Piscitelli: "No gastaría un centavo en alfabetizar (digitalmente) a los docentes que no quieran ser alfabetizados"




Algunos párrafos de la entrevista a Alejandro Piscitelli en Clarín del domingo 26 de julio de 2009:

¿Cuáles son las principales dificultades al llevar las nuevas tecnologías a las aulas?

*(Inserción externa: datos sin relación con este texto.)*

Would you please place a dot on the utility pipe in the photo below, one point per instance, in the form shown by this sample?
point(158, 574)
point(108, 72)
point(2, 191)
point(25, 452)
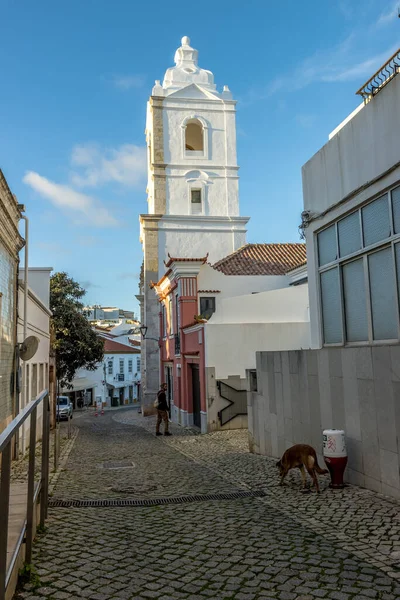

Lo que ocurre con la introducción de la tecnología en el aula es rarísimo. Se dice: "Hay que formar a los docentes en que entiendan y usen mejor la computadora, que usen mejor Internet". Primero habría que ver si eso es posible. Yo cada día estoy más convencido de que no lo es. Estoy totalmente convencido de que darles a los docentes herramientas que no valoran, y que consideran menos importantes y menos interesantes que las de la cultura del libro, es anular la potencialidad de la nueva tecnología. Es como decirles bueno, úsenla como un espejito de color. De mi experiencia en Educ.ar (ver recuadro) me quedó claro que cuando existen brechas y conflictos generacionales y culturales, es infinitamente más importante la actitud que la aptitud. Un docente que no tiene una actitud favorable hacia la tecnología jamás va a adquirir las aptitudes para usarla en forma liberadora. Y lo que va a terminar haciendo es la peor combinación, que es enseñar lo mismo de siempre usando otras herramientas, que es lo que se hace en casi todos lados. Todo sería diferente con una actitud concordante con la del maestro ignorante, que permite callarse la boca. Porque el problema muchas veces es que el docente habla demasiado; no se calla nunca.

Entre 2003 y 2008, Alejandro Piscitelli estuvo al frente de Educ.ar, el portal educativo de la Nación que debe encargarse de la integración de las nuevas tecnologías en el sistema educativo.

De su paso por allí, Piscitelli refiere hechos, casi sin adjetivos valorativos. "Logramos llegar al 15 por ciento de los docentes, que es la proporción de receptivos que se encuentra en cualquier profesión. Entonces, dijimos, habría que llegar a más, e hicimos varias actividades en esa dirección, pero no sé si superamos en mucho ese porcentaje inicial. Eso fue Educ.ar", sentencia.

Y luego dispara: "Ahora yo no gastaría ni un centavo en alfabetizar a los que no quieren ser alfabetizados porque, como decía Shakespeare, 'A buen fin, no hay mal principio; pero a mal fin, no hay buen principio'. Y hay un grupo enorme de docentes que -sobre todo por motivos generacionales- no entienden para qué sirven las tecnologías, las odian, y creen que serían una carga más, con los problemas que ya tienen".